To find out what the script does you may type the following command in the transcriptomics directory
cd ~/workshop_data/transcriptomics perl bin/rsem.to.table.pl -help
To quit the help page, just press q.
We will generate two tables using two measures for gene expression level. These are expected_count and tpm values. ‘expected count’ is the number of expected RNA-seq
fragments assigned to the transcript given maximum-likelihood transcript abundance estimates. ‘tpm’ is the number of transcripts per million.
We are not going to use tpm values in this workshop but, using rsem.to.table.pl script you can create this table to use it normalized counts in your further analysis.
perl bin/rsem.to.table.pl -out rsem.gene.summary.count.txt -indir rsem -gene_iso genes -quantType expected_count perl bin/rsem.to.table.pl -out rsem.gene.summary.tpm.txt -indir rsem -gene_iso genes -quantType tpm
Question: Can you find genes that look affected by the experiment?
Hint: To be able to look the data, you can use the following command;
column -t rsem/expr1.rsem.genes.results | less -S
2.4 Visualize the raw data: Make a IGV genome with the transcriptome
We need to create an artificial genome composed of the transcripts we used to annotate. Launch your IGV browser from the terminal in x2goclient:
igv.sh
Then, from the top menu, select
genome -> create .genome file …
A pop up box should ask for information on the genome.

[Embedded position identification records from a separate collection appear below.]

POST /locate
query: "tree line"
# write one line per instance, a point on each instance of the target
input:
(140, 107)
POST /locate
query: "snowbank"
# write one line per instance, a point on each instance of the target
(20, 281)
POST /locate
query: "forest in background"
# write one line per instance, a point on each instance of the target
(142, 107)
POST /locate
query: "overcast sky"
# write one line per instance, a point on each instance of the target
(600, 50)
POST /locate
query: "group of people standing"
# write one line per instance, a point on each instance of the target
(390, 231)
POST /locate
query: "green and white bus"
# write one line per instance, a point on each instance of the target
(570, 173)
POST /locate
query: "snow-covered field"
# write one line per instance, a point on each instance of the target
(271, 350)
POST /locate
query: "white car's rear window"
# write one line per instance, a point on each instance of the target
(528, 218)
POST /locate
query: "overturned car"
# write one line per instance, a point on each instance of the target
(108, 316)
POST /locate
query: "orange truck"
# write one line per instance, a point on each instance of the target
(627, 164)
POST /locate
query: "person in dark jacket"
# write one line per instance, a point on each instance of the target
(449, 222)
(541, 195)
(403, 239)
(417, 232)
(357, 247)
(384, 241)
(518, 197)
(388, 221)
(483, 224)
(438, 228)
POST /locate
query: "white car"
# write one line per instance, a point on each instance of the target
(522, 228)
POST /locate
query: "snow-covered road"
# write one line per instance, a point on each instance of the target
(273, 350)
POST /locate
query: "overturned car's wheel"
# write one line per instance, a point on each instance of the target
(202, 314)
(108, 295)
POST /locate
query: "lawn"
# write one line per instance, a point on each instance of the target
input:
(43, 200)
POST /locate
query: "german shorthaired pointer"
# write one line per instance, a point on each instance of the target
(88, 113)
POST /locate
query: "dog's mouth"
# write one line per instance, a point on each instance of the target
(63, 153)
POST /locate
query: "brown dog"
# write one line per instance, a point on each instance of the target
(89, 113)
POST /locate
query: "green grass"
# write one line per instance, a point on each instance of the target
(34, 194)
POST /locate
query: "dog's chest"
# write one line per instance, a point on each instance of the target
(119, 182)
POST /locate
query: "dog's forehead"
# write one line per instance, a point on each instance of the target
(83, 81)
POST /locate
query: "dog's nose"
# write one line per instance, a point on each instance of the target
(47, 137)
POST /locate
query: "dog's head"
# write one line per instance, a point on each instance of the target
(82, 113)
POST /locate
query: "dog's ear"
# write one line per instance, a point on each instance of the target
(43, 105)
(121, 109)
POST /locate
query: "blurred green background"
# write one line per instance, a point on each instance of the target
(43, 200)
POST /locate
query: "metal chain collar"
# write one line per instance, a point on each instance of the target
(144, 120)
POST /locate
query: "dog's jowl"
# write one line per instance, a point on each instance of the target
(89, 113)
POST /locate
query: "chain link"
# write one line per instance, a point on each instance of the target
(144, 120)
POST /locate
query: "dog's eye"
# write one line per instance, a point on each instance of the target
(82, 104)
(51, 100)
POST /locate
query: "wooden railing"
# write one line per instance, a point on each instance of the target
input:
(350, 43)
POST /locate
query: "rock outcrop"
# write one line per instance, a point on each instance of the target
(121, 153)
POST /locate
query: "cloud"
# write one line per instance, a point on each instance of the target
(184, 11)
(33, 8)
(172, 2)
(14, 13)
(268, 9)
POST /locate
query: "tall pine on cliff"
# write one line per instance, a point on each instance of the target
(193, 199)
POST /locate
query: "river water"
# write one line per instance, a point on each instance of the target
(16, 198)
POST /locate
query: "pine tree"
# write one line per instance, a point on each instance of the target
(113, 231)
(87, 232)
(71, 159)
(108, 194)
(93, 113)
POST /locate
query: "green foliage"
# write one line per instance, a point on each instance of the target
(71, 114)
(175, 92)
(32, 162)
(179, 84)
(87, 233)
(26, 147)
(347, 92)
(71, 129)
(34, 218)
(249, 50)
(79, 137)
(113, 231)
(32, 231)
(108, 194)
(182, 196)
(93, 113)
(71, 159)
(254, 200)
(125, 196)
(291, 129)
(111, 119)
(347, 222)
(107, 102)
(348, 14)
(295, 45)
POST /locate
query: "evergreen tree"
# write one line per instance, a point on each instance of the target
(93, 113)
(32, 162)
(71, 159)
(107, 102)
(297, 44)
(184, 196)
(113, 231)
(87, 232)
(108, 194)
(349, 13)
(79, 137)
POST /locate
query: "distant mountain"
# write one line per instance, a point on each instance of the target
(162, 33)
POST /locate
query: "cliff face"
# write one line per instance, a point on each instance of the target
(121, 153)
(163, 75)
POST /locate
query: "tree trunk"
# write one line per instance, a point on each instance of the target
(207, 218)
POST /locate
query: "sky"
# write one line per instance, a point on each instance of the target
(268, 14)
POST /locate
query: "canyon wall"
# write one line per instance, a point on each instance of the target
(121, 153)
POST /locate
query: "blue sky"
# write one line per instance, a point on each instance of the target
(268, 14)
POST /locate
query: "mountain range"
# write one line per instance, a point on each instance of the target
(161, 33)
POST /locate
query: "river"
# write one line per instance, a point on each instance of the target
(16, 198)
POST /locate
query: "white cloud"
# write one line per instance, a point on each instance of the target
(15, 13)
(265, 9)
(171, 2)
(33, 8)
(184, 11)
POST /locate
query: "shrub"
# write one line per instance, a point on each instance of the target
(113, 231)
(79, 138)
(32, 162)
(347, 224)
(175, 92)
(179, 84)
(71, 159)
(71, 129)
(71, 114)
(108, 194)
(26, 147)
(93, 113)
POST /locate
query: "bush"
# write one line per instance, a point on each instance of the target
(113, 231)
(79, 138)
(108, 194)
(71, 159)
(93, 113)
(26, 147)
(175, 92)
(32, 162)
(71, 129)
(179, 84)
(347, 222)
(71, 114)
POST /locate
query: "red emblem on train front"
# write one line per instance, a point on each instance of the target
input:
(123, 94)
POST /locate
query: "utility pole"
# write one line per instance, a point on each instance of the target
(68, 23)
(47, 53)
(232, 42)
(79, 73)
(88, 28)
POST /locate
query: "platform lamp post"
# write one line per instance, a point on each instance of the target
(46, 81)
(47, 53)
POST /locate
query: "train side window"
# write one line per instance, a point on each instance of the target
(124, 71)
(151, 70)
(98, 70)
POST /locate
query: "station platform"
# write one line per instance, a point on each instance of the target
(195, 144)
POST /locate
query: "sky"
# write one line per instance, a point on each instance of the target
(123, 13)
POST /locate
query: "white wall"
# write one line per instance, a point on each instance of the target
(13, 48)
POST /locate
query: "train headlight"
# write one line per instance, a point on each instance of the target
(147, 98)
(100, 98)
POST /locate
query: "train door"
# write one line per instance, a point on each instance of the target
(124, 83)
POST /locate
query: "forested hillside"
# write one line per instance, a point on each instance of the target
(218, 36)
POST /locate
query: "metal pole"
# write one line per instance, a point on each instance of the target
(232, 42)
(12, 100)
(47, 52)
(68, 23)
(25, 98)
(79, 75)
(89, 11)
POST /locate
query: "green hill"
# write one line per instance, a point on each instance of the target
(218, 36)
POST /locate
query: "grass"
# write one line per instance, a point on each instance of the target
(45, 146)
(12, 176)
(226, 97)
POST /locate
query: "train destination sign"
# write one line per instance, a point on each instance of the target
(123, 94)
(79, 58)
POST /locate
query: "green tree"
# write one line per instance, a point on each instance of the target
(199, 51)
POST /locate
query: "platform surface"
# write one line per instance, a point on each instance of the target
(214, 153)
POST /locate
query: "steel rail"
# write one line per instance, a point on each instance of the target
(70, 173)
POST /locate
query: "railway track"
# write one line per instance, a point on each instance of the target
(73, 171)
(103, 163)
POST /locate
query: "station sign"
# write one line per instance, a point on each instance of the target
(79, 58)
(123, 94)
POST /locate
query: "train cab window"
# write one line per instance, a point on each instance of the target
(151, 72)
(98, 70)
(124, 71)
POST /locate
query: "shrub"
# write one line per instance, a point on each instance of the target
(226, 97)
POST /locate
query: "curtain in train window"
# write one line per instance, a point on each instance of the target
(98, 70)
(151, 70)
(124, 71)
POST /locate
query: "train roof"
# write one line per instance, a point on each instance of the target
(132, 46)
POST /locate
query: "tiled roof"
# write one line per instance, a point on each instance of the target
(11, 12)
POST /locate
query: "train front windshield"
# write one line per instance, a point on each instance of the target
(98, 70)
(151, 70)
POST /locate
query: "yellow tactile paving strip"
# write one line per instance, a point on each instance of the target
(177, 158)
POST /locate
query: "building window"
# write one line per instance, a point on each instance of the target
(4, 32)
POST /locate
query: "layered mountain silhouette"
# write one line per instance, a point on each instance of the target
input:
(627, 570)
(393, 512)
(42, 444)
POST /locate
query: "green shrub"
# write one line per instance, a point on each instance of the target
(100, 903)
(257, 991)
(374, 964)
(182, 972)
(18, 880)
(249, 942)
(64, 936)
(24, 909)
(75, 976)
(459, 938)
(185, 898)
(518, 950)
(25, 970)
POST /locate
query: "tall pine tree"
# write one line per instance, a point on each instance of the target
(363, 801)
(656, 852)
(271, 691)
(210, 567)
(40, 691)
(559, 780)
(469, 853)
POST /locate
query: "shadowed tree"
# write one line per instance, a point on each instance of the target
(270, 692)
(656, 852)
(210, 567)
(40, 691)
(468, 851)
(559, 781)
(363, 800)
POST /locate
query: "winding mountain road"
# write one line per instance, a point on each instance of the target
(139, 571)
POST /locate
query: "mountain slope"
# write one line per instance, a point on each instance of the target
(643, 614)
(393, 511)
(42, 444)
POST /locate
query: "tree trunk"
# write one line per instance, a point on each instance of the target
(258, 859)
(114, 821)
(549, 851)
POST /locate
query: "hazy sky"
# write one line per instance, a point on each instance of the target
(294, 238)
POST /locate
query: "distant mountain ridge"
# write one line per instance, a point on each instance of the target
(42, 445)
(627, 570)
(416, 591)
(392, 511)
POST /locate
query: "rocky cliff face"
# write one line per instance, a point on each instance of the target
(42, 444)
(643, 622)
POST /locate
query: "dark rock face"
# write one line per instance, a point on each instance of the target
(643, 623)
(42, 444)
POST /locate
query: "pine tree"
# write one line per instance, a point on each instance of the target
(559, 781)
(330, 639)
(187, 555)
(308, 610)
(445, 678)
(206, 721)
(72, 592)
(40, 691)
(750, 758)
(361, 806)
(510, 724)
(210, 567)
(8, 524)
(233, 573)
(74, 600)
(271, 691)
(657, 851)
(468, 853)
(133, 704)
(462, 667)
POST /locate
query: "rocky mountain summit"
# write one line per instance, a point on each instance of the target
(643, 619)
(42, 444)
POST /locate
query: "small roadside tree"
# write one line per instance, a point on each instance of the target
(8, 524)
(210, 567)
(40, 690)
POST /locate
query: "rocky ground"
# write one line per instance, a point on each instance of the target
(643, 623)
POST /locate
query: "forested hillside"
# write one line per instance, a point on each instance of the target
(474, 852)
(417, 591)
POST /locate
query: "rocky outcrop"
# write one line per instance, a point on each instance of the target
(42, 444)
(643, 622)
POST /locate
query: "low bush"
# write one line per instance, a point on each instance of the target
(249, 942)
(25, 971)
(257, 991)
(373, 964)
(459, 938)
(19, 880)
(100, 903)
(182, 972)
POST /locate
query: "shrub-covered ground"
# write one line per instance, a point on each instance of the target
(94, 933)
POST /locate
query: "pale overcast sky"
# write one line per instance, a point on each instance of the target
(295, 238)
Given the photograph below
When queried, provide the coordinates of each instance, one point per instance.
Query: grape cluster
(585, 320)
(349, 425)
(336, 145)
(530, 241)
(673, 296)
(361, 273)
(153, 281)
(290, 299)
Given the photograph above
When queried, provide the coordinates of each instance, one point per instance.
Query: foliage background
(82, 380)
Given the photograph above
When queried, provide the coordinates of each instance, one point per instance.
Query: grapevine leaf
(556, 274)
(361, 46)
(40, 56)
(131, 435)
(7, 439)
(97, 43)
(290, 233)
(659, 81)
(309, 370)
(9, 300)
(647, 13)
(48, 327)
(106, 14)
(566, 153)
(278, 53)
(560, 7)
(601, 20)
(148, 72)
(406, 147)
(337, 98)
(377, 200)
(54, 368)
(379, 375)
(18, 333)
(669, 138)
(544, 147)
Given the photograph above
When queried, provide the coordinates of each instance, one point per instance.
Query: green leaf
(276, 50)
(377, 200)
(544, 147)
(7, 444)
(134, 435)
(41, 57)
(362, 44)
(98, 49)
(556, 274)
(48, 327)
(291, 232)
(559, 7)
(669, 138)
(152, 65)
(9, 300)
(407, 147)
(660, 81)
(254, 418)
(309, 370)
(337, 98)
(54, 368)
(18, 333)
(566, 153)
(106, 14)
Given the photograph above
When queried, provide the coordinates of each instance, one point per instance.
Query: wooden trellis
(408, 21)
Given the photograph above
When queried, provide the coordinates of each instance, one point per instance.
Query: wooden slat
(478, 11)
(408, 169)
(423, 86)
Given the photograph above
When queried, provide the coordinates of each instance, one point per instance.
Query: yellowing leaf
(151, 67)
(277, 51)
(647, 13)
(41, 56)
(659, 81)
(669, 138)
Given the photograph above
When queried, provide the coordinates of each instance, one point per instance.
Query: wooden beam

Give the genome a name such as for example mm10ReducedTranscriptome. The name is important as it will be used later, if you choose to name this genome differently take note and make sure you keep using that name in what follows. We will refer to this reduced transcriptopme as “mm10ReducedTranscriptome” and use the same for description.
Click on browse and navigate to your genome.quantification directory and select the mm10.rsem.transcripts.fa file and save the transcripts genome file in the same genome.quantification directory.
This also offers a good example of how to use IGV when working with an assembly or non-published genome sequence. In this cases, you create a genome file in the same way we created the transcript genome.
Open a new terminal to create tdf files.
IGV is highly versatile and can display a large number of file formats. In this exercise we will try two formats, sorted and indexed bam file and a TDF file. the tdf is a reduced/lighter version of the bam that only contains coverage information.
The TDF file will be generated from the bam file and will be faster to work with in IGV since the converage is precalculated. The bam file is calculates the coverage interactively, but has the advantage of displaying the individual reads and sequencing errors and SNPs.
To compare these two file formats, you can either create a TDF file or open bam file. To create tdf file:
igvtools count -w 5 rsem/ctrl1.rsem.transcript.sorted.bam rsem/ctrl1.rsem.transcript.sorted.bam.tdf \ genome.quantification/mm10.rsem.transcripts.fa
Go back to IGV and choose the mm10ReducedTranscriptome genome in the drop down menu at the top left corner. Open the bam file (rsem/ctrl1.rsem.transcript.sorted.bam) and tdf file you just generated.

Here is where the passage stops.